Thanks for your response.
None of the data rows are wide (as far as I can remember). We don't have
any blob data, and any text fields only contain several hundred bytes at
most (and even those would be rare).
Just stopping and starting the slon process on the slave node doesn't
seem to help much. Stopping postgres on the slave itself seems to be
also required.
I'm wondering if this requirement is due to the continued running of the
slon psocess on the master.
Does it makes sense that shutting down the slave postgres db is
necessary? Or would stopping and restarting ALL slon processes on all
nodes mean that I wouldn't have to stop and restart the slave postgres DB?
Thanks
John
Ian Burrell wrote:
> On 12/22/05, John Sidney-Woollett <johnsw@wardbrook.com> wrote:
>
>>In trying to investigate a possible memory issue that affects only one
>>of our servers, I have been logging the process list for postgres
>>related items 4 times a day for the past few days.
>>
>>This server uses postgres 7.4.6 + slon 1.1.0 on Debian i686 (Linux
>>server2 2.6.8.1-4-686-smp) and is a slon slave in a two server
>>replicated cluster. Our master DB (similar setup) does not exbibit this
>>problem at all - only the subscriber node...
>>
>>The load average starts to go mental once the machine has to start
>>swapping (ie starts running out of physical RAM). The solution so far is
>>to stop and restart both slon and postgres and things return to normal
>>for another 2 weeks.
>>
>>I know other people have reported similar things but there doesn't seem
>>to be an explanation or solution (other than stopping and starting the
>>two processes).
>>
>>Can anyone suggest what else to look at on the server to see what might
>>be going on?
>>
>>Appreciate any help or advice anyone can offer. I'm not a C programmer
>>nor a unix sysadmin, so any advice needs to be simple to understand.
>>
>
>
>
> The memory usage growth is caused by the buffers in the slave slon
> daemon growing when long rows go through them. The buffers never
> shrink while the slon daemon is running. How big is the largest rows
> which slon replicates?
>
> One suggestion I have seen is to recompile slon to use fewer buffers.

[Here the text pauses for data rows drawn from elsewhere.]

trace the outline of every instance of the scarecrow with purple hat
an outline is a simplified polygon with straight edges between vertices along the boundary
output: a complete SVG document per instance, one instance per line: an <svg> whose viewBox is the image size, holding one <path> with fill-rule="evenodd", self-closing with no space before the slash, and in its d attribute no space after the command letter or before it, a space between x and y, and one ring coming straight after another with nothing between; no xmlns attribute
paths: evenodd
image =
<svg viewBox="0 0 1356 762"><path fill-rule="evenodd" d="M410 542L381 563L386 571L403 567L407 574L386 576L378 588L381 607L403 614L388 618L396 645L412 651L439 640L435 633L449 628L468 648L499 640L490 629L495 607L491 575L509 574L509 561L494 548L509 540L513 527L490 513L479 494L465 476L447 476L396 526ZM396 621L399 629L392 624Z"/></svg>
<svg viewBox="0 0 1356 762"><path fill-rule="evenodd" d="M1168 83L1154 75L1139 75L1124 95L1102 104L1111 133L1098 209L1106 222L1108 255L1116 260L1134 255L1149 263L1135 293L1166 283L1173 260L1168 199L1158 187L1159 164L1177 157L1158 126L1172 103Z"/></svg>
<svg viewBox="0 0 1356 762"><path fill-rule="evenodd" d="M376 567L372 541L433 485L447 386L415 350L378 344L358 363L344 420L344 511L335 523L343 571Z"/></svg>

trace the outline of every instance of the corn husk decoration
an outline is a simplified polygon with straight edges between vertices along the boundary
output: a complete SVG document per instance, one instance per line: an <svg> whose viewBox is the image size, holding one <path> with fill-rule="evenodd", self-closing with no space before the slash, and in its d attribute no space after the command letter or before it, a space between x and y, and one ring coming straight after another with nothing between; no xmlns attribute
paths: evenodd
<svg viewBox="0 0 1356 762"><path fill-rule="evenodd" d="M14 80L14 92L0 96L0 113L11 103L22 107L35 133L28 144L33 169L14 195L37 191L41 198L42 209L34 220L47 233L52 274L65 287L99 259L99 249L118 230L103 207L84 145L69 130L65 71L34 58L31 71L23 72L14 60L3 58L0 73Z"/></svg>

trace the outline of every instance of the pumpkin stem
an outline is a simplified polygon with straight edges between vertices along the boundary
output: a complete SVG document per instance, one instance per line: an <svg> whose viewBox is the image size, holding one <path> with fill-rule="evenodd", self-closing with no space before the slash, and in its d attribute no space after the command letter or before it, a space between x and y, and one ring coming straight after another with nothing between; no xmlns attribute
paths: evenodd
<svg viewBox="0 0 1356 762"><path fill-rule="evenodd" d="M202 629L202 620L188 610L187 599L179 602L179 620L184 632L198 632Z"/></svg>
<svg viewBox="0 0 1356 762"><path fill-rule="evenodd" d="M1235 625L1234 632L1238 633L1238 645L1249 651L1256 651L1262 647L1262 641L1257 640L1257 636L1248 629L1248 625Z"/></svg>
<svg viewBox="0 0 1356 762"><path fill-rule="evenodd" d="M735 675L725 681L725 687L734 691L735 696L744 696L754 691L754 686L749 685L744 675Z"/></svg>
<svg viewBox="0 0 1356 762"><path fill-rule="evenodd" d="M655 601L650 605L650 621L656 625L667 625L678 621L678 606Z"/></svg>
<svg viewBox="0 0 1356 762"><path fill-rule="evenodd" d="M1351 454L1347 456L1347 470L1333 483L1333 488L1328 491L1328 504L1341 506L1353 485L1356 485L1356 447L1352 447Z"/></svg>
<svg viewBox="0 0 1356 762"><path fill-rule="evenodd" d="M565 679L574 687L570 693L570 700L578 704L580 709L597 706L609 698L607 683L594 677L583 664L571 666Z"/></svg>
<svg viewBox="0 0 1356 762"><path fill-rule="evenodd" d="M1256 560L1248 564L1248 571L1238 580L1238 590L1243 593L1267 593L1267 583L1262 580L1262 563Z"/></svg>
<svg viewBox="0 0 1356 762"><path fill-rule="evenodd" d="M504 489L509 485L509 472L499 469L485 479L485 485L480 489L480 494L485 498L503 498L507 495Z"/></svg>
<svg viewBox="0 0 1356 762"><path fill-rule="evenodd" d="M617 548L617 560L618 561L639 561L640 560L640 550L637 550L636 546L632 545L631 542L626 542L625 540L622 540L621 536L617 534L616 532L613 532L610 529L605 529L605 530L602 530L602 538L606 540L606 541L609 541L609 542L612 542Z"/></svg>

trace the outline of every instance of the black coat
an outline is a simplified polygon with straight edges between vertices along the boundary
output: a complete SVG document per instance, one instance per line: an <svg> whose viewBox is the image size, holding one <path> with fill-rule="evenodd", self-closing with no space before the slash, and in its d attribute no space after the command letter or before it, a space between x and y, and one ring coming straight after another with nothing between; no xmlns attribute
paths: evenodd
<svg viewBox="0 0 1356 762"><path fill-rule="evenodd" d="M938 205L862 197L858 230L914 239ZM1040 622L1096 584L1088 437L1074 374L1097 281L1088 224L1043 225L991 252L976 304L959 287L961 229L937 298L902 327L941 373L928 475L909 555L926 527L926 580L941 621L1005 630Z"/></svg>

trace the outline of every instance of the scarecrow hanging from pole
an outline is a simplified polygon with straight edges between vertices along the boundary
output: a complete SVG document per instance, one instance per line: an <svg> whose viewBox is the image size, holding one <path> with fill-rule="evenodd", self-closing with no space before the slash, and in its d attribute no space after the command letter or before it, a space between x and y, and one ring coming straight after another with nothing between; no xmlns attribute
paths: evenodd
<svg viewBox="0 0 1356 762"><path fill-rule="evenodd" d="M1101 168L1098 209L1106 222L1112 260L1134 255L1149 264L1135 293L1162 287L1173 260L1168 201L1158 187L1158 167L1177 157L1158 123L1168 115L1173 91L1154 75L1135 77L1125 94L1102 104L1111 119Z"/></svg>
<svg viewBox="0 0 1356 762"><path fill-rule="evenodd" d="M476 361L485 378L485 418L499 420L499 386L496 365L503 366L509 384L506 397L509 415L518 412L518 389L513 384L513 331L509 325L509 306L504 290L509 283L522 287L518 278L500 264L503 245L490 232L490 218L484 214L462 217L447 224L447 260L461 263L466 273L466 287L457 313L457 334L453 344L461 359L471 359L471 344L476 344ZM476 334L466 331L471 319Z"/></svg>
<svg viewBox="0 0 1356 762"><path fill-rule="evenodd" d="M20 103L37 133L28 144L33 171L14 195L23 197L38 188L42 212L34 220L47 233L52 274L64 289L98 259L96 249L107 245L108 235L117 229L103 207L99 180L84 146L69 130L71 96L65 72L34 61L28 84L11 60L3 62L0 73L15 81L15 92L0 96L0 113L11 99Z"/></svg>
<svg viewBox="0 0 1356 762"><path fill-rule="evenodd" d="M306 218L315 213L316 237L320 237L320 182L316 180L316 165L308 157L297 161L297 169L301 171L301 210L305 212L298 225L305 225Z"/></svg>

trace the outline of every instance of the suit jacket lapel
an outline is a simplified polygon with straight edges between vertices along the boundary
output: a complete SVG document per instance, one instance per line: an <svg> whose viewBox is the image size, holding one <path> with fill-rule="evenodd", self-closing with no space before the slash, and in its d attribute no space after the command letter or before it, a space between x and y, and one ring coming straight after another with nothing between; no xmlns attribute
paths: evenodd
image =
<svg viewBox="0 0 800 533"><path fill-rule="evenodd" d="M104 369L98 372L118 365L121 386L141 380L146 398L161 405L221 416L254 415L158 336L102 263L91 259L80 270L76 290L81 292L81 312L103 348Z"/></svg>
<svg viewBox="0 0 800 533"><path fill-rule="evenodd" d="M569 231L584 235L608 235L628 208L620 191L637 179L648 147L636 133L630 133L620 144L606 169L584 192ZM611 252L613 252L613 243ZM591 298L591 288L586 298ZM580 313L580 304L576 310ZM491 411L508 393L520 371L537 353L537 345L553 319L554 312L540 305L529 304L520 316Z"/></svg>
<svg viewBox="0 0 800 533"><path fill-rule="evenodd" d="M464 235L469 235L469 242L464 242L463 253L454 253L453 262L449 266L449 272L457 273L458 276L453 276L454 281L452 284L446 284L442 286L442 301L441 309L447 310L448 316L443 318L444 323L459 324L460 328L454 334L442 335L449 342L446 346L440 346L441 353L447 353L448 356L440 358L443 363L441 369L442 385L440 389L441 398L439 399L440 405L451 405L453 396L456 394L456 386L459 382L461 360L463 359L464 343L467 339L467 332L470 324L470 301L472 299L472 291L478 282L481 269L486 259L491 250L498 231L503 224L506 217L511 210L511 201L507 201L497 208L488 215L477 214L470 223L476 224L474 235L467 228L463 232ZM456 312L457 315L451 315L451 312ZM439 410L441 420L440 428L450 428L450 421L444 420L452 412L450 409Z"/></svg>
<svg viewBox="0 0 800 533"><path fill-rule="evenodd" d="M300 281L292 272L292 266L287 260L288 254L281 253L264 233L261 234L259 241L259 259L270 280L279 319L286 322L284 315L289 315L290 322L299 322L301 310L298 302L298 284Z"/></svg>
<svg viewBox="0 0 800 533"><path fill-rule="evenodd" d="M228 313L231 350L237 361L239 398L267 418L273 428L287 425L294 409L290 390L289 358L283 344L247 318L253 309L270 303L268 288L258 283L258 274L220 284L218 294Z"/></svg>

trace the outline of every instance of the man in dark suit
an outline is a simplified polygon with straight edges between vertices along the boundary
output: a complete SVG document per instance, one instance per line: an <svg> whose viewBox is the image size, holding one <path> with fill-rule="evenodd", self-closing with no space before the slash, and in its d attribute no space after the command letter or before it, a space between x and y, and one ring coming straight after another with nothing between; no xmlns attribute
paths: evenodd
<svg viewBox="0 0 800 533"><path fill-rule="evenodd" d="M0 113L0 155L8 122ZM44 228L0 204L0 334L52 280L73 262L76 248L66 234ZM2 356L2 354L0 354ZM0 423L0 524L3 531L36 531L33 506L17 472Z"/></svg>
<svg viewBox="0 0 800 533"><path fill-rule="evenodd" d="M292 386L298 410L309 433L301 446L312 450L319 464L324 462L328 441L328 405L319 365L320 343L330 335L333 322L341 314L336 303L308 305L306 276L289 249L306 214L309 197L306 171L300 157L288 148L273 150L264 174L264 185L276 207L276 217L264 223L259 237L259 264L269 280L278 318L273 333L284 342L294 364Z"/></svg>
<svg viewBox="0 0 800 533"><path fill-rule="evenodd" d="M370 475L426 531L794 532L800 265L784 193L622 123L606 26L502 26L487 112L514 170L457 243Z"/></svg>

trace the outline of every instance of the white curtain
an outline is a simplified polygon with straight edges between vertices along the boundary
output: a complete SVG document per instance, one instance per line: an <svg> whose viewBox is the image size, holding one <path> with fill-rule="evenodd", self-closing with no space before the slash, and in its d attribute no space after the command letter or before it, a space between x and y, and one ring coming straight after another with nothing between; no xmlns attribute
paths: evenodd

> Another is to set a ulimit for memory size to automatically kill the
> slon daemons when they get too big. The watchdog will then restart
> them. Alternatively, your strategy of restarting the slon daemons
> each week will work (you don't need to restart postgres).
>
> I came up with a patch which shrinks the buffers when they go above a
> certain size. This doesn't fix the problem of lots of big rows
> happening at once but it fixes the gradual growth.
>
> - Ian